Factors Binding to the Regulatory Region--
DNase I footprint
analysis was used to identify protein-binding sites in the
Ntr-1 gene regulatory region. Nuclear extracts were prepared
from N1E-115 cells that were either grown under control conditions or
treated with 1.5% Me2SO for 48 h.
32P-End-labeled promoter fragments were mixed with protein
from either control or induced cells, incubated on ice, treated with different concentrations of DNase I, phenol-extracted, and analyzed on
a sequencing gel (Fig. 8A). A
probe labeled at the BamHI site at 175 that extends to an
EcoRI site at 680 revealed that the functional promoter,
defined by the mutational analysis described above, is extensively
protected by nuclear extracts from Me2SO-induced cells
(Fig. 8A). The specific protections are indicated by
circles and fall into six footprinted regions
(FP1-6). Inducible or partially inducible protections are
represented by open and gray circles, respectively, and constitutively protected sites are represented by
black circles. Comparison of the patterns obtained with
Me2SO-induced and control N1E-115 nuclear extracts
indicates that FP1-3 and FP6 are induced by Me2SO; FP4 is
better protected by Me2SO-induced cell extracts, and FP5 is
constitutive.
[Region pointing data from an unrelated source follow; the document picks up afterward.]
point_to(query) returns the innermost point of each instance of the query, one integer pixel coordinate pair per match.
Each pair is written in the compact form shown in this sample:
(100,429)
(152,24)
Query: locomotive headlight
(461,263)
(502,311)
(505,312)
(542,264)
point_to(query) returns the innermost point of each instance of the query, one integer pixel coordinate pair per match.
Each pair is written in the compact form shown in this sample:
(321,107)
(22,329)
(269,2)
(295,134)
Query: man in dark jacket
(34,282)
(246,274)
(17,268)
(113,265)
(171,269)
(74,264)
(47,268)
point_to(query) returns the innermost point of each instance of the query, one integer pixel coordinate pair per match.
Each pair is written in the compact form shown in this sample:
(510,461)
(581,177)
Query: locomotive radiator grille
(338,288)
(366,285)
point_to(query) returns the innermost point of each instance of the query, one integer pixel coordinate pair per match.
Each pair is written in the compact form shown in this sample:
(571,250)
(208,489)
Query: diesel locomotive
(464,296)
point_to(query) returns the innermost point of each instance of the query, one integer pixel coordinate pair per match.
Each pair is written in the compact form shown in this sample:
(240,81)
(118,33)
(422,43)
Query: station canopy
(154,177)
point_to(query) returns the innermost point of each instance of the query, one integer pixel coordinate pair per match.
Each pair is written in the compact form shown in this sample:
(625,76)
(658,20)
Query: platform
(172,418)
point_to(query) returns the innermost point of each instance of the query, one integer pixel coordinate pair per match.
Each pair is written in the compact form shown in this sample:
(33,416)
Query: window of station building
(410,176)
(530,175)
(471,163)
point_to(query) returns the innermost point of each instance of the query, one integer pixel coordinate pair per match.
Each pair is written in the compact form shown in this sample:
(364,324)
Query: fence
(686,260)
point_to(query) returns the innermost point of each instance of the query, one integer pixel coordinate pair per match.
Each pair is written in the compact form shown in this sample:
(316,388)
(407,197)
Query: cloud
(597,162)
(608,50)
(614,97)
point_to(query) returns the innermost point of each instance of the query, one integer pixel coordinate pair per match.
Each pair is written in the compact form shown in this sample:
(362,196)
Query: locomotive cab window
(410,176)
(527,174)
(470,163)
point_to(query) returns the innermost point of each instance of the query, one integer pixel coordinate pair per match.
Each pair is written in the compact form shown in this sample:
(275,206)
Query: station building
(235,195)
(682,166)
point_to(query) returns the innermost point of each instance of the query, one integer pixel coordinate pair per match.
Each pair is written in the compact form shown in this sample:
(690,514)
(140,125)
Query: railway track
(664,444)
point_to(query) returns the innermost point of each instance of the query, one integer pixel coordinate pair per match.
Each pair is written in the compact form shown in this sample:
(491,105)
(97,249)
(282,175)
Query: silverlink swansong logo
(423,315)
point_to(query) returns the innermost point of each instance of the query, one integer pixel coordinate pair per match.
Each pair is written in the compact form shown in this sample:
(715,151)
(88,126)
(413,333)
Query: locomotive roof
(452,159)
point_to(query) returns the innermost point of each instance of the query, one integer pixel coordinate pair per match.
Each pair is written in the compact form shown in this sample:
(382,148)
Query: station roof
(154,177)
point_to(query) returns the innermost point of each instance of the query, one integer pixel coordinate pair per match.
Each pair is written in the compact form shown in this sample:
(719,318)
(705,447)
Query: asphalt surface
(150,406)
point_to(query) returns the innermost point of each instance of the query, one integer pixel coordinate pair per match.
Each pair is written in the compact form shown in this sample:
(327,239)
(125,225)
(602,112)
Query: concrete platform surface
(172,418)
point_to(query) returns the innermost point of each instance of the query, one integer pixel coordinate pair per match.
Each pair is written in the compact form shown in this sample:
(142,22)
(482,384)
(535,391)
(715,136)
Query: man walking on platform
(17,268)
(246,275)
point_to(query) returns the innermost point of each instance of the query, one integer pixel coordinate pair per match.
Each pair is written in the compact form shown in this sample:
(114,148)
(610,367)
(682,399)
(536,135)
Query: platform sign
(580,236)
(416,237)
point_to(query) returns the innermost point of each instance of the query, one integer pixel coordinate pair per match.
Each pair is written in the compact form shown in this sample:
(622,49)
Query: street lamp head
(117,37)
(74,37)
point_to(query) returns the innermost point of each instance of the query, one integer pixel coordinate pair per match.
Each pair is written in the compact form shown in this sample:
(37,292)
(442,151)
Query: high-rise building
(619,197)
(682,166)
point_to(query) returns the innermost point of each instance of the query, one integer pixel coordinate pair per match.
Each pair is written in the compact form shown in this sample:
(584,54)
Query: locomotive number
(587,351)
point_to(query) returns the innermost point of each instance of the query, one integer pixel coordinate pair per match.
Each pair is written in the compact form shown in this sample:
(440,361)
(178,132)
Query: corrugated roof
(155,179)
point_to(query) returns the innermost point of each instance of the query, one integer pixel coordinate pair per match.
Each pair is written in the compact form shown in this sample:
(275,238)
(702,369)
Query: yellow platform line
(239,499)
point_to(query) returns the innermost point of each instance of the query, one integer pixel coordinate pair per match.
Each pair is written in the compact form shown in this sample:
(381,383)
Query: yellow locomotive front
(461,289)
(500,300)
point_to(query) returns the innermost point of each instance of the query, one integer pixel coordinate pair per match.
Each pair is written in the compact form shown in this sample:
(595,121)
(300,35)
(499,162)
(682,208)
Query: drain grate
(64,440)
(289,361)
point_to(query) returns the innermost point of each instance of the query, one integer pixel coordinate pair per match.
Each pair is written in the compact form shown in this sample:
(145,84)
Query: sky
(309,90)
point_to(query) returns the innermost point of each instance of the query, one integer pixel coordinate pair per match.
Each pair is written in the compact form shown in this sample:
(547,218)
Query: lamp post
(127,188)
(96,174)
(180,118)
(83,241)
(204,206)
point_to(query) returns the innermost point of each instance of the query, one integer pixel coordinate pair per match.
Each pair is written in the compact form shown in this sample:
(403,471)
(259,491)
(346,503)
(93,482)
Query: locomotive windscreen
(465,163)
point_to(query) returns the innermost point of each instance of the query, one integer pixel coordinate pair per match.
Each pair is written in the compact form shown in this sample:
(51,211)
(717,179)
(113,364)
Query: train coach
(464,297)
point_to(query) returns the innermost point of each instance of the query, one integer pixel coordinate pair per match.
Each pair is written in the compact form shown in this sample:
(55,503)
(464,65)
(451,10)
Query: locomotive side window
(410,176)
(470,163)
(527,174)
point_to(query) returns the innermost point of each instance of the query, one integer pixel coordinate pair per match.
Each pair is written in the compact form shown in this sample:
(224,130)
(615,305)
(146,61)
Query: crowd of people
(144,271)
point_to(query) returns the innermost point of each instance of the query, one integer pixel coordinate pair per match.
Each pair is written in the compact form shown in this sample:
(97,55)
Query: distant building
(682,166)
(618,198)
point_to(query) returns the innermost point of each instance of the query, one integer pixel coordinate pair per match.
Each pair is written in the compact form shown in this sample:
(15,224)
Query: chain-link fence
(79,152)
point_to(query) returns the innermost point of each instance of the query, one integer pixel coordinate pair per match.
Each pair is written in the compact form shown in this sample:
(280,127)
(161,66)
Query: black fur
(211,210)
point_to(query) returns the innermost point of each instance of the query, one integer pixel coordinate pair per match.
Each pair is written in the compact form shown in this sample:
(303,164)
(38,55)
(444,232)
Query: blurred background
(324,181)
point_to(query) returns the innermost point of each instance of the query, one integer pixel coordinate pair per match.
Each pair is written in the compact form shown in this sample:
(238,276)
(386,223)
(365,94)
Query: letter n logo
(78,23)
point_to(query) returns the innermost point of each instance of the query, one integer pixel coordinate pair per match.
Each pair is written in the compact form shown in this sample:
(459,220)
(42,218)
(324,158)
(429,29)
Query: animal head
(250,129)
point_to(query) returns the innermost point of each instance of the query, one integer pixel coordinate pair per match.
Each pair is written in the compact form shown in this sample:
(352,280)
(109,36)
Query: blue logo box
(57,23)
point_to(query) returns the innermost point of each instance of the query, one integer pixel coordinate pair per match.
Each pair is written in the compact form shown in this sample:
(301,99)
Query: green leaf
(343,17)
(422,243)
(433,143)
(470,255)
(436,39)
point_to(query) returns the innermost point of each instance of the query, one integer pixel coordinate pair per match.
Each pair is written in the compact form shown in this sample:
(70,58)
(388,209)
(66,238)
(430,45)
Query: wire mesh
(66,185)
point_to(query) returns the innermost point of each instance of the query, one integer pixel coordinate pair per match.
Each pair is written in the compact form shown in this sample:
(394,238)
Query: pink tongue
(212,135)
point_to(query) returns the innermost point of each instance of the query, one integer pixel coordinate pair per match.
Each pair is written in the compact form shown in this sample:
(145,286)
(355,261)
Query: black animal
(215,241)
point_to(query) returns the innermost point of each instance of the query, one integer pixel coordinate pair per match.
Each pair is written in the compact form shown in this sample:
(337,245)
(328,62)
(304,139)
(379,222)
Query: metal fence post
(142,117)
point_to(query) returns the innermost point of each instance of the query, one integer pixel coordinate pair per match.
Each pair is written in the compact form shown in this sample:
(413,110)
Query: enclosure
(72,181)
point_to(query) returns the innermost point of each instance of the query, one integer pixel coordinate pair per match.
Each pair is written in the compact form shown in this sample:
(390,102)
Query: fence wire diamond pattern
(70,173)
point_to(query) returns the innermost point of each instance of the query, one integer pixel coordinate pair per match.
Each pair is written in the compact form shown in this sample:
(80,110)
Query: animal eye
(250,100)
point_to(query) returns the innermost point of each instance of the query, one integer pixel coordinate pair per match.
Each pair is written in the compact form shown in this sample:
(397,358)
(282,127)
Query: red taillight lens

PC12 cell nuclear extract resulted in a protection
pattern that was nearly identical to that obtained with control N1E-115
cell extracts (data not shown), indicating that the pattern obtained
with uninduced control cell extracts is not cell type-specific. PC12
cells express no detectable NTR-1 mRNA (data not shown). A cluster
of constitutive hypersensitive sites (indicated by arrows in
Fig. 8A) was observed just downstream of a putative Sp1
site, indicating that this region is occupied in both
Me2SO-induced and control cells. The significance of FP5 and FP6 is uncertain since deletion of this region has no effect on
either basal expression or Me2SO induction. However, the
Me2SO-inducible footprints FP3 and FP4 lie over
functionally important sequences.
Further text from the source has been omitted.